Hyundai integrates its own parts. Hyundai Mobis supplies actuators that account for 60% of a robot’s cost. The affiliate expands into grippers and sensors. Motor designs standardized to just three types to enable mass production. Field-replaceable limbs and autonomous battery swapping add practicality. These changes matter. They address the gap between demonstration and repeatable factory performance.
Recent coverage highlights the timing. “A $325m purchase would give Hyundai sole ownership of the Atlas maker just as humanoid robots reach the factory floor,” noted The Next Web on June 19. Slashdot carried similar analysis from Startup Fortune the same day, stressing that Hyundai stopped “borrowing a robotics future and decided to own it outright.”

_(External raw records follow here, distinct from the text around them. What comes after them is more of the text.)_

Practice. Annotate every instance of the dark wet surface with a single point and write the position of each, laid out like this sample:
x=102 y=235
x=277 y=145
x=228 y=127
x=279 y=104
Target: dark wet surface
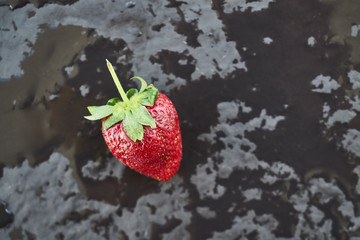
x=266 y=154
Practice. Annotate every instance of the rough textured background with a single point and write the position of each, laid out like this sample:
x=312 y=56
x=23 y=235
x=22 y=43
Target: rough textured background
x=267 y=93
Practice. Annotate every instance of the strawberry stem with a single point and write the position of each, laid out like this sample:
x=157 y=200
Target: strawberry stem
x=117 y=82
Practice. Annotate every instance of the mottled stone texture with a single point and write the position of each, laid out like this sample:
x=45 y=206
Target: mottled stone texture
x=267 y=94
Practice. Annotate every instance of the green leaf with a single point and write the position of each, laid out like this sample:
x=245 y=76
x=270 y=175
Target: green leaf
x=133 y=129
x=149 y=97
x=111 y=121
x=143 y=83
x=131 y=92
x=113 y=101
x=99 y=112
x=142 y=115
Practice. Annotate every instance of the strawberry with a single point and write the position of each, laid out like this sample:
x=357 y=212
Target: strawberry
x=142 y=130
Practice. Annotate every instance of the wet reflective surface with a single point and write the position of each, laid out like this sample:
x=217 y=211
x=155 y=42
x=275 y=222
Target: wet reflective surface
x=267 y=94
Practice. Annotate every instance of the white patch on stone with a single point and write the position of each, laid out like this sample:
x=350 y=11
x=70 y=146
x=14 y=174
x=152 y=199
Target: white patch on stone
x=69 y=70
x=252 y=194
x=316 y=214
x=324 y=84
x=233 y=156
x=357 y=172
x=262 y=225
x=330 y=191
x=279 y=171
x=206 y=212
x=243 y=5
x=351 y=141
x=83 y=57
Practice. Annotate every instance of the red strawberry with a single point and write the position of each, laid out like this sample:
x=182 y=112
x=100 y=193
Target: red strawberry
x=142 y=131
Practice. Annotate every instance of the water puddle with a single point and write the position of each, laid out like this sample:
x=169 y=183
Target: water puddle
x=266 y=92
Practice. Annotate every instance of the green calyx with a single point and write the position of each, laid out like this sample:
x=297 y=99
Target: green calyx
x=131 y=109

Competitors crowd the space. Tesla pushes Optimus. Figure AI raises large rounds. Boston Dynamics holds an edge in proven mobility and an actual customer pipeline inside its parent’s factories. Data from those deployments loops back to train better AI models. The virtuous cycle Chung Eui-sun, Hyundai’s executive chair, envisions depends on tight control.
Full ownership simplifies decisions. It removes outside shareholders from governance. It may accelerate plans for a U.S. initial public offering. South Korean media suggest the listing could come as early as late 2026 or early 2027 on Nasdaq. Some securities analysts project a post-CES valuation between 128 trillion and 146 trillion won. Hyundai Glovis already valued the firm at 30 trillion won last year.
Yet challenges remain. Boston Dynamics still bleeds cash. Scaling humanoid production to tens of thousands of units demands flawless supply chains and cost discipline. Hyundai committed to buy “tens of thousands” of robots over the next few years as part of a broader $21 billion U.S. investment announced in 2025. That internal demand provides a floor but does not guarantee profitability at scale.
The deal also includes a side transaction. Hyundai and SoftBank plan to transfer the RAI Institute, a research unit co-founded in 2022 with a $424 million investment, back toward SoftBank for around $100 million. Observers cited concerns that the move could weaken certain physical AI capabilities. Details stay sparse.
Broader market tailwinds help. The global robotics sector sits near 150 trillion won and expands 20% to 30% annually. Projections reach 550 trillion won by 2040. Hyundai positions itself at the center of manufacturing, logistics and mobility applications. Affiliates contribute actuators, logistics expertise and plant floor access. The combination offers advantages few pure-play robotics startups can match.
Brendan Schulman, Boston Dynamics vice president, highlighted government support for U.S. robotics in recent remarks. Nvidia’s chief executive called the current moment the “ChatGPT moment of physical AI.” CNET described Atlas as “the best” and proof of Hyundai’s vision. These comments reflect rising expectations.
So the $325 million check finishes an old chapter. SoftBank departs with a respectable return on its minority stake. Hyundai consolidates power over technology it has nurtured for half a decade. The real test lies ahead. Can Atlas and its siblings deliver consistent value on the factory floor by 2028? Will the data flywheel spin fast enough to outpace rivals? Full ownership gives Hyundai the freedom to find out without external pressure. The robots no longer dance for cameras. They work for Hyundai. And the company now owns every step.